The best part of growing tomatoes is eating them! That's my motto as I tend my Mid-Atlantic kitchen garden. I can't wait for that first sun-kissed fruit to ripen.
Although I feast on fresh-sliced heirloom tomatoes, I preserve oblong, blocky roma tomatoes. These meaty fruits occupy significant space in my kitchen garden because they're the tomatoes I preserve, cook into ketchup, and whip into marinara sauce. My favorite way to preserve romas is slow-roasting.
The process is long--hours and hours--but the results are worth it. Slow roasting distills classic tomato flavor into a sweet, caramelized nectar that transforms every dish it graces. Once you've had slow-roasted tomatoes, you won't go back.
My recipe uses olive oil, salt, pepper and two other homegrown ingredients from my kitchen garden: garlic and fennel seed. I follow a process that takes about a day from start to finish. Some folks roast overnight, but I dislike running the oven unattended.
Preheat oven to 225°F.
Slice a roma tomato in half. Place it cut side up on a parchment-lined baking sheet.
Drizzle with a few tablespoons of olive oil and sprinkle with salt, pepper and fennel seed. Add whole peeled cloves of garlic.
Roast tomatoes for about 7 hours until edges are wrinkled and garlic cloves are brown.
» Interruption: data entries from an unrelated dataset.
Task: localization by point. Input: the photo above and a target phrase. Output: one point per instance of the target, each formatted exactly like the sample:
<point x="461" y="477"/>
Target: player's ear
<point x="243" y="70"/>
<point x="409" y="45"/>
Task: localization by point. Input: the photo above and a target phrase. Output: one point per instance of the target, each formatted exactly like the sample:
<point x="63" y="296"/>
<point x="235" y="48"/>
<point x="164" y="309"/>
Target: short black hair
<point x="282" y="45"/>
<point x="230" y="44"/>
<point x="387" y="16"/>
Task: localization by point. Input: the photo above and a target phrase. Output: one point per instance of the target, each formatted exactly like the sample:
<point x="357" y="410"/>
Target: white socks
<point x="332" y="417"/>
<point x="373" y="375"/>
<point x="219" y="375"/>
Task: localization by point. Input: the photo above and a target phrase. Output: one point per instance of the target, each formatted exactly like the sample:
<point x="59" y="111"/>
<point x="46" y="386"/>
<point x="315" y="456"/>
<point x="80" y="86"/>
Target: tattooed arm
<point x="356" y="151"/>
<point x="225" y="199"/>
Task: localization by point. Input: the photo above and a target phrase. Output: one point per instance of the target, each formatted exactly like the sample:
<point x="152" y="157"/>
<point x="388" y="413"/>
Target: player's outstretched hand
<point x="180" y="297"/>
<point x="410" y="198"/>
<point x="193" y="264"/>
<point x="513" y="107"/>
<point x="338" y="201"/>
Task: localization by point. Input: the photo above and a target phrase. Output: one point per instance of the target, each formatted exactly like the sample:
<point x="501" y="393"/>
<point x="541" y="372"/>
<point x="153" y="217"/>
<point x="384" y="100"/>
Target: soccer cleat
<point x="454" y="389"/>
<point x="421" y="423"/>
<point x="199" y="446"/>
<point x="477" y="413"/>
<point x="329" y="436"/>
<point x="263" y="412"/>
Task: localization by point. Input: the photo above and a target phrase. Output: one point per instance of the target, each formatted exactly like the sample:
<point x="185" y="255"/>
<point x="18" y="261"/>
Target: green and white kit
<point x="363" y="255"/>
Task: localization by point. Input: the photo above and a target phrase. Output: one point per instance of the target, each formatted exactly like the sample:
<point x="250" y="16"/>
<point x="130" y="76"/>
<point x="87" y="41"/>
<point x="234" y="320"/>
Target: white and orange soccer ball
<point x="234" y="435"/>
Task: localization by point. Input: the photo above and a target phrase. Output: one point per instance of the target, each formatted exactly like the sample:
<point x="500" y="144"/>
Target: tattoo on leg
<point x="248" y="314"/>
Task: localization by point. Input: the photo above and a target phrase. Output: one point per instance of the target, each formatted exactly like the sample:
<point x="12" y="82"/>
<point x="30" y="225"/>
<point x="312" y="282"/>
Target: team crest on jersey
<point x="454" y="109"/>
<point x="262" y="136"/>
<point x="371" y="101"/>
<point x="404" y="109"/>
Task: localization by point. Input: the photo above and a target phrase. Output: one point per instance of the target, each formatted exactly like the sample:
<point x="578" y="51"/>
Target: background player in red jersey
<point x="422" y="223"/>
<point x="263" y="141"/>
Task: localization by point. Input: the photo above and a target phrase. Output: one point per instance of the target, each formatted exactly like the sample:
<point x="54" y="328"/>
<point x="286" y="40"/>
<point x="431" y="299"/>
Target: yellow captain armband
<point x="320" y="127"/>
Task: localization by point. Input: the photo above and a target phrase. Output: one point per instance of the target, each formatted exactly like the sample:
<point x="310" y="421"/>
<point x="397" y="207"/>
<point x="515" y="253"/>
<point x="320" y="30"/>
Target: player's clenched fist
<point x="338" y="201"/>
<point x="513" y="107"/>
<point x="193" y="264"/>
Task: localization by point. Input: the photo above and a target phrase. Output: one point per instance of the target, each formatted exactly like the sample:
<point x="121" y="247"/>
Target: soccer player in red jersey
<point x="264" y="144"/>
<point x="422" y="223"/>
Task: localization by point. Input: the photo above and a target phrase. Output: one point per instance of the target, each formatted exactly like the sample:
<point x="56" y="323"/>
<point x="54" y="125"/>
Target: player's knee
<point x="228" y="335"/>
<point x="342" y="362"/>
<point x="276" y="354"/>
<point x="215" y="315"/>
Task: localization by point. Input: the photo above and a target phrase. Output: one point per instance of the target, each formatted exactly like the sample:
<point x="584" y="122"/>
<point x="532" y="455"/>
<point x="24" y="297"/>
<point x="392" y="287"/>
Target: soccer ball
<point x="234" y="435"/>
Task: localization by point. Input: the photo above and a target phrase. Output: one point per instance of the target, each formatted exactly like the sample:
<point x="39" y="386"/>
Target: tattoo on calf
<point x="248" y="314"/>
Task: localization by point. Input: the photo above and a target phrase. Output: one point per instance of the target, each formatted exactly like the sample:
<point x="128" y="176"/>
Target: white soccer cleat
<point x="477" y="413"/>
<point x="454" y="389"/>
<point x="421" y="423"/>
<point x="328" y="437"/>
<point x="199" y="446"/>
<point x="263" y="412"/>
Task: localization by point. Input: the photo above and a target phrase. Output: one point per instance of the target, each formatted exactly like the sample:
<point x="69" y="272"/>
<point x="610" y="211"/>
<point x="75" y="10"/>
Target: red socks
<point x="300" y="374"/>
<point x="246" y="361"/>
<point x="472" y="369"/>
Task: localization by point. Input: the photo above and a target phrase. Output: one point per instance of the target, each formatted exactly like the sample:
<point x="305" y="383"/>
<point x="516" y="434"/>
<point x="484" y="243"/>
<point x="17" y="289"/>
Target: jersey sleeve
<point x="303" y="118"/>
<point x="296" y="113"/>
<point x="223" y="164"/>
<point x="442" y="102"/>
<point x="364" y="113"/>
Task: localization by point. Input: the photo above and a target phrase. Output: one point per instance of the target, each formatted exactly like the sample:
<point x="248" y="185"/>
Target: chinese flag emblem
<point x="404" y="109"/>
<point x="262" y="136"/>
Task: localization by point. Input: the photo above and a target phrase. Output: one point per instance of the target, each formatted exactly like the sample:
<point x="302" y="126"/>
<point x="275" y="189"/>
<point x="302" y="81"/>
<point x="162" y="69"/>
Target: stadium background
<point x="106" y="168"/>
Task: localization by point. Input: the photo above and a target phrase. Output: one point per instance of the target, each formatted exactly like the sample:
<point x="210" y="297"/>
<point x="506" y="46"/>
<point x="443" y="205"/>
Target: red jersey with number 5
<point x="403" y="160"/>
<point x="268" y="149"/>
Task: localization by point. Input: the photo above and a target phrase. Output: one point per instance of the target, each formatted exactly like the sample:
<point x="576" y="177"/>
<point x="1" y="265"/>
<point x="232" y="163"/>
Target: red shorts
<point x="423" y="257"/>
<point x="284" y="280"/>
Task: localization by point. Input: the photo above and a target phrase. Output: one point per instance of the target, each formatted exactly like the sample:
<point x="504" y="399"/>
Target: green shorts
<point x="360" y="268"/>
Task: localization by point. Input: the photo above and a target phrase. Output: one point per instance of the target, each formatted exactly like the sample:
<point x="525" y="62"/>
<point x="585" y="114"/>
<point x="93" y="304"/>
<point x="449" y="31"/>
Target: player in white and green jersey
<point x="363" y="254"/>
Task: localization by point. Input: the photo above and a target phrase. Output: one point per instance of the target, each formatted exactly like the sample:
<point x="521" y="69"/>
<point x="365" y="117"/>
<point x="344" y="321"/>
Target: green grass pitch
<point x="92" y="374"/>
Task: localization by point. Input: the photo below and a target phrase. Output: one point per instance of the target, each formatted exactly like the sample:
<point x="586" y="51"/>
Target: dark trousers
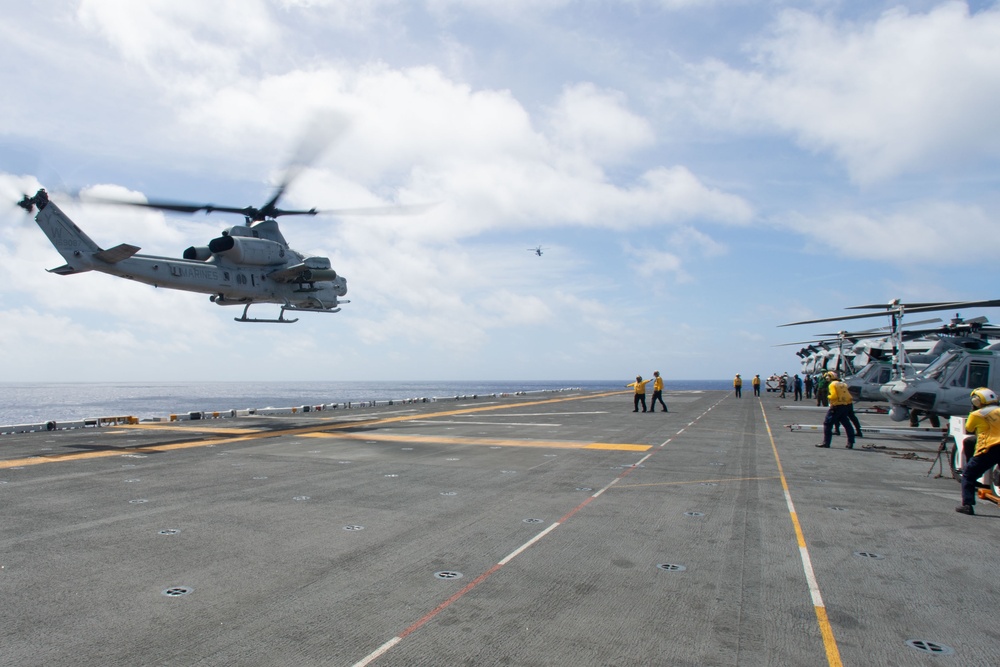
<point x="837" y="414"/>
<point x="854" y="419"/>
<point x="974" y="469"/>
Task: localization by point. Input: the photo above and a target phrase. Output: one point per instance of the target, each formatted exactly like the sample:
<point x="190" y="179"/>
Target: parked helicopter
<point x="245" y="265"/>
<point x="943" y="386"/>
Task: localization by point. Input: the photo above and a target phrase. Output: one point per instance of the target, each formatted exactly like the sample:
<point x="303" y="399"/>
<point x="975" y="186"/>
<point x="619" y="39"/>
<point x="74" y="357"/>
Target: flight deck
<point x="554" y="529"/>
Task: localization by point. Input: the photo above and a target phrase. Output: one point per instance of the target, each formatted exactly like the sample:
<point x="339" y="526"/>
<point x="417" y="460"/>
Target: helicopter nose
<point x="895" y="391"/>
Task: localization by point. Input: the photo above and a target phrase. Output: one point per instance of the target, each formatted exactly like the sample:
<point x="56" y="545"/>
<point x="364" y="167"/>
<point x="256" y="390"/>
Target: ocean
<point x="39" y="402"/>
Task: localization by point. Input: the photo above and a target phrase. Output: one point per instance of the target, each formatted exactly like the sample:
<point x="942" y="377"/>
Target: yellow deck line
<point x="221" y="430"/>
<point x="262" y="434"/>
<point x="819" y="607"/>
<point x="508" y="442"/>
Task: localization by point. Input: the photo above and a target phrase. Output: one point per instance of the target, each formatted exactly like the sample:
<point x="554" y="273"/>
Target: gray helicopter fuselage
<point x="245" y="265"/>
<point x="944" y="386"/>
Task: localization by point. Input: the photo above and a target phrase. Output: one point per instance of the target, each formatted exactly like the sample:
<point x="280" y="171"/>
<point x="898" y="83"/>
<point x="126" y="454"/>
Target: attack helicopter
<point x="247" y="264"/>
<point x="943" y="386"/>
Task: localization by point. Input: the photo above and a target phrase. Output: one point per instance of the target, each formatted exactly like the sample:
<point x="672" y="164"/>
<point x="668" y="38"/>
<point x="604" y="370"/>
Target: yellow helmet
<point x="983" y="396"/>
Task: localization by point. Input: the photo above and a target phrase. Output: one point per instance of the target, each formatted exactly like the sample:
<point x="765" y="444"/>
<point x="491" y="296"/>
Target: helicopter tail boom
<point x="72" y="243"/>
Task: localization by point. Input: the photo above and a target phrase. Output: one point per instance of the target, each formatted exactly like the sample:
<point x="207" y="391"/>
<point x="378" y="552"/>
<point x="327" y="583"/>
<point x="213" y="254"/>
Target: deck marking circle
<point x="930" y="647"/>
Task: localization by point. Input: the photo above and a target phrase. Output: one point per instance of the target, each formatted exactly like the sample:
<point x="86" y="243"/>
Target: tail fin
<point x="71" y="242"/>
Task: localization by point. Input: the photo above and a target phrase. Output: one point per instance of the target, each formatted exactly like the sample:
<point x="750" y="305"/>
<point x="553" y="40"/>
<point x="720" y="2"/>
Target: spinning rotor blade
<point x="895" y="309"/>
<point x="319" y="135"/>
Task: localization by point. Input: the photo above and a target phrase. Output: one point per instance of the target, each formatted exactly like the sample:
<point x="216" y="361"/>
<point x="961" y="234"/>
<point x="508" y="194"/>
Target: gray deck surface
<point x="490" y="532"/>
To store for immediate use (within one week): Heap tomatoes and garlic in a jar and cover with olive oil. Seal tightly and refrigerate.
To save for winter feasting: Slip a few slow-roasted tomatoes and garlic cloves into snack-size food storage bags. Place in 1-gallon bag and freeze. Snack-size bags provide a perfect portion size for chopping into fresh marinara sauce, omelets or your favorite pasta creation.
I love to chop slow-roasted tomatoes onto homemade pizza.
I also use them to stuff whole-wheat olive-oil bread, adding more garlic and parmesan cheese.
My kitchen garden keeps my pantry well-stocked and helps me serve flavorful meals. What is your favorite garden-inspired recipe?